Thames Valley and Yorkshire and Humber have been selected by NHS England to make up the two remaining Local Health and Care Record Exemplar (LHCRE) shared records pilot projects.
A total of seven consortia have been bidding for two remaining LHCRE projects, joining the three announced in late May: London, Manchester and Wessex.
Together this means over 40% of the population of England will be covered by a shared local health and care record.
Each of the five pilots will receive £7.5m of national money from NHS England to accelerate shared records development and adoption of tools like population health management. National funding will have to be locally matched.
Simon Eccles, CCIO for Health and Care, said: “These new local systems will ensure appropriate staff can access information from patient histories to previous test results and care plans that will not only improve the individual care we are able to offer but in some instances could save lives.”
Projects were meant to be evaluated on four broad criteria: what they have achieved to date, the scope of future ambition, technical approach and strength of the partnerships they have built between different organisations.
Will Smart, CIO for Health and Care, said the initiative is about “raising the bar” for how the NHS can improve care with technology while Matthew Swindells, national director of operations and information at NHS England, said the LHCREs will be “trail blazers” for healthcare transformation.
Evaluation interviews for the seven bidding consortia took place last week. But there was considerable unhappiness caused by perceived double standards after all four bidding consortia from the North of England being downgraded to telephone interviews at the last minute.
Those close to the process say, however, that there has been a lot of support shared between the bidders, but also some canny politicking, not least by the universities involved.
One source dryly noted that some of the selections seemed to have been based on “boldness of ambition rather than credibility of previous delivery”.

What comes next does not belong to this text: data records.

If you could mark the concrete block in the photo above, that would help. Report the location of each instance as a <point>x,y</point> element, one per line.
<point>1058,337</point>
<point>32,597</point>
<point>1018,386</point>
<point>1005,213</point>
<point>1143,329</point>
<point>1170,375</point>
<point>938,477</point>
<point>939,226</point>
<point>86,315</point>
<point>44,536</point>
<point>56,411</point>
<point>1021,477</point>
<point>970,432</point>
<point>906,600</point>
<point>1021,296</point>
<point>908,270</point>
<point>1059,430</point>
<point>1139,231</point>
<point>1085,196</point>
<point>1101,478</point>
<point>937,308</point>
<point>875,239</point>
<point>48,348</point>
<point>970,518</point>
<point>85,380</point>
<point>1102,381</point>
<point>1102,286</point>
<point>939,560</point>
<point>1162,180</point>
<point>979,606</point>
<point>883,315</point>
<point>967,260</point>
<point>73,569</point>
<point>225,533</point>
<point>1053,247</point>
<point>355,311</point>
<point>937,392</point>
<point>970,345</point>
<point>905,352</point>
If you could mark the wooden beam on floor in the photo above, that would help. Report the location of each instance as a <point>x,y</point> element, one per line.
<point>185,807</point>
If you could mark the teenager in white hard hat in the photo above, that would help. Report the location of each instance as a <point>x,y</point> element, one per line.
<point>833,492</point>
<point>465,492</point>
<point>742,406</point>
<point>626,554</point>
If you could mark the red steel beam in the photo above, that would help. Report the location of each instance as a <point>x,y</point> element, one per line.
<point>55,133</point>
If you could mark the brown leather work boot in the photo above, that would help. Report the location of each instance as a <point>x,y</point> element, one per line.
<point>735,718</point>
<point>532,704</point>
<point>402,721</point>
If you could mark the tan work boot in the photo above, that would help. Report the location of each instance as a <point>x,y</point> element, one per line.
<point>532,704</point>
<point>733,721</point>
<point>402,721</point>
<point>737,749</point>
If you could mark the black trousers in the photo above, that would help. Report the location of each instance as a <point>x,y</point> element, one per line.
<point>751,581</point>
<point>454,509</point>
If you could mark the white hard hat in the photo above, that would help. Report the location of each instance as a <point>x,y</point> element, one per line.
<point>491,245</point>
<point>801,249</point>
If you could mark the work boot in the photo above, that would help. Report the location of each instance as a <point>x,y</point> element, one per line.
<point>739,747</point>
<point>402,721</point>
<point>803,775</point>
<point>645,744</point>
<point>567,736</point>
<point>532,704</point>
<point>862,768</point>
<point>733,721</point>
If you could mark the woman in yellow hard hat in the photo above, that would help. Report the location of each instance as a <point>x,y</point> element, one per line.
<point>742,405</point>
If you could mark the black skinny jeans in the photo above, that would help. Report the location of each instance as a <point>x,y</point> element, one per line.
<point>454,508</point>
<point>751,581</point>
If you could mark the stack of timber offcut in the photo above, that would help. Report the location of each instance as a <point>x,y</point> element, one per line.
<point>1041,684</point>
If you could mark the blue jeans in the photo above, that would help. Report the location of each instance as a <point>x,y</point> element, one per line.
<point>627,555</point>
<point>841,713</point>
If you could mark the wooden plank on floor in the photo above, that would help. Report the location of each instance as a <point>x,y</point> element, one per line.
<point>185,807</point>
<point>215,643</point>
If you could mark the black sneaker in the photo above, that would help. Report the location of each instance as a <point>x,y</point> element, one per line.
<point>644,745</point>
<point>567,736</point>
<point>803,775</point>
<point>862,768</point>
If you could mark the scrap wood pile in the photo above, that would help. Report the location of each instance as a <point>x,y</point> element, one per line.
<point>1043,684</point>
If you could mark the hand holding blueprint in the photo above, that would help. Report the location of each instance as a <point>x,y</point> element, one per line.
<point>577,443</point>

The academic angle is particularly important to the future direction of NHS England’s LHCRE ambitions. The plan is that at a future date three of the five LHCREs will receive further investment to further progress and become a Digital Innovation Hub (DIH).
The DIH’s are envisaged as NHS regional data research assets, developed in partnership with universities and others. They are successors to the Care.data national database, abandoned by the government in July 2016 after failing to allay privacy concerns and carry public opinion.
There may yet be a glimmer of hope for the five unfunded consortia found wanting by NHS England. Digital Health News understands the NHS England team running the process have advised there may, just may, be a second round of LHCRE funding awards in 12-18 months.